Thank you for your recommendations. I suspected that these qualifiers would not 
be represented in the vocabularies, and I appreciate your recommendations. I 
may present dc.date.modified as an alternative, and we will consider the 
ramifications of making dc.date.original in regards to system interoperability. 
It is my concern, as well, that too many locally defined elements will make it 
difficult for harvesting and interaction with other repository systems.

If anyone has other recommended resources or examples from their system, I 
would appreciate it. I want to present a solid case for our group to consider.

Sincerely,

Rex Hughes


Rex Hughes, II, M.L.I.S.
Metadata and Cataloging Librarian
Resource Acquisition, Management, and Discovery
NDSU Libraries
Dept. 2080, PO Box 6050 / Fargo ND 58108-6050
Phone:701.231.9677 (Main Library 120G)
[ndsu_sig]



From: [email protected] 
[mailto:[email protected]] On Behalf Of Mark Wood
Sent: Wednesday, February 28, 2018 9:24 AM
To: DSpace Community <[email protected]>
Subject: [dspace-community] Re: DC Date Elements: Best Practices

On Tuesday, February 27, 2018 at 11:42:38 AM UTC-5, Hughes ll, Rex wrote:

Hello all,



I wanted to reach out to the community and ask for your recommendations 
regarding the DC Date element. Our common usage of DC Date include:



  *   dc.date.issued (publication of the object)
  *   dc.date.accessioned (resource accessioned into the system; auto-assigned)
  *   dc.date.available (date available to public; auto-assigned)
  *   dc.date.copyright (copyright date of the object)



We also have qualifiers in our schema for dc.date.created, dc.date.submitted, 
and dc.date.updated that have not been used consistently in the past.



We recently discussed using a qualifier of dc.date.original to differentiate 
between the original creation of the content and the publication date 
(dc.date.issued); however, I thought many institutions used dc.date.created in 
these instances. We did discuss how the term "created" might be confusing to 
some users regarding the kind of creation that occurs (creation of the document 
or creation of the repository object).




QDC doesn't define date.original.  
http://dublincore.org/documents/2000/07/11/dcmes-qualifiers/  If I were wanting 
a new meaning, I would, first, look around to see if someone has already 
defined it, and add that namespace if so; otherwise, create a local namespace 
and put it there.  Difficulties arise if you expose your metadata to harvesters 
and the like, because then it matters what other sites think your fields mean.

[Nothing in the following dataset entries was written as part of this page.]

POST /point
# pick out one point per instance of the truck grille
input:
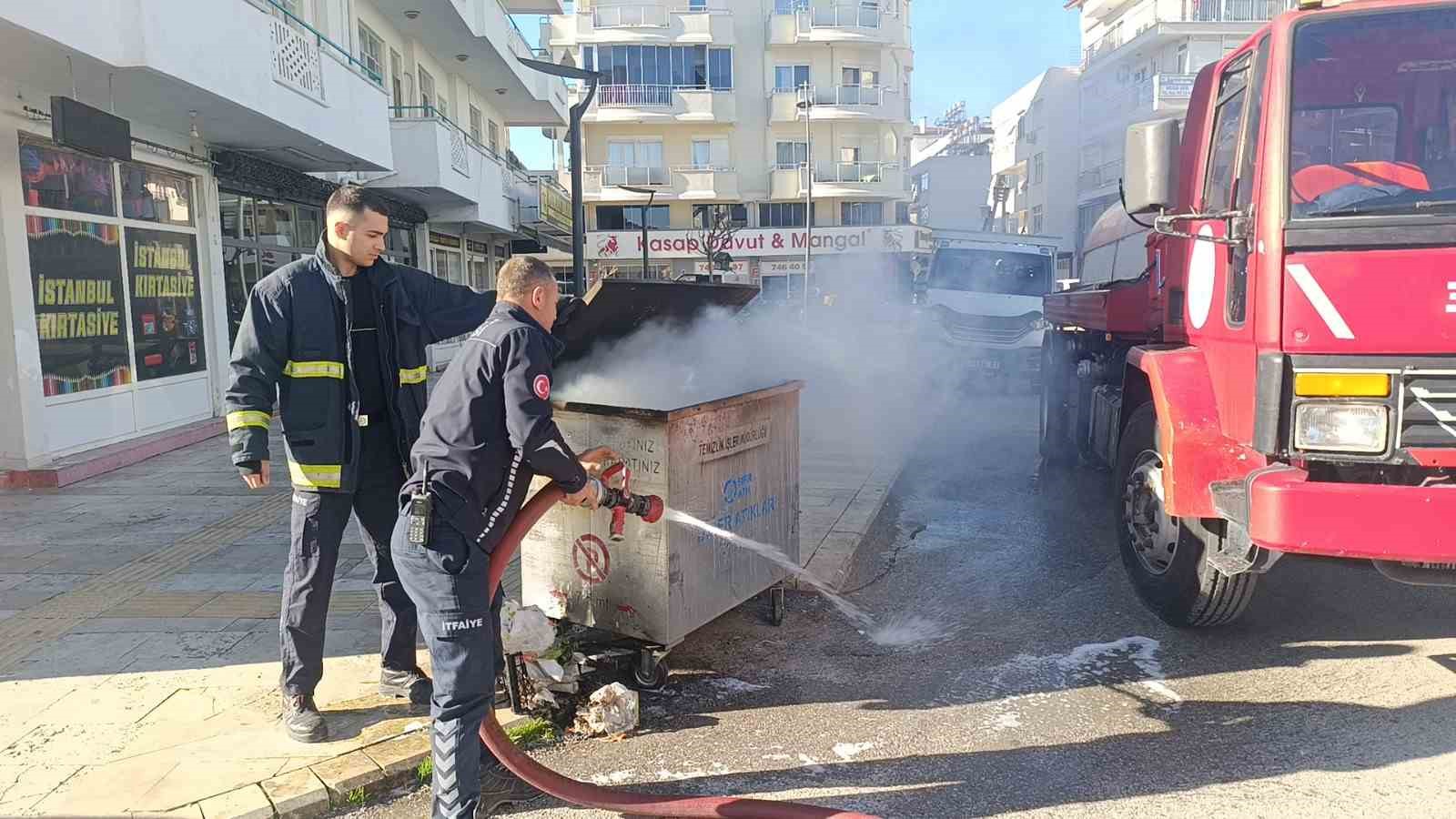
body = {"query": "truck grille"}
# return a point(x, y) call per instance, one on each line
point(986, 329)
point(1429, 409)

(I'm not a metadata expert, but I do have strong views on interoperability of 
networked systems.)


A second dilemma we came across was the correct qualifier to use for revised 
objects. There was an idea to use dc.date.issued.revised, but I am wondering if 
we should simply use dc.date.updated.




DSpace's operable metadata support only has two levels:  
schema.element.qualifier.  There's no way to create a sub-qualifier like that.  
You might consider QDC's date.modified.  If you find it unsuitable, then you 
might also look in DCTERMS http://dublincore.org/documents/dcmi-terms/ which 
supersedes QDC.  Recent DSpace versions come with a DCTERMS namespace.  There 
are other element.qualifier namespaces defined by various organizations, and 
DSpace makes it fairly easy to add such namespaces.


Thank you for your recommendations, and examples from your systems would be 
greatly appreciated. I am fairly new to our current system and would like to 
establish more consistent metadata practices than there have been in the past.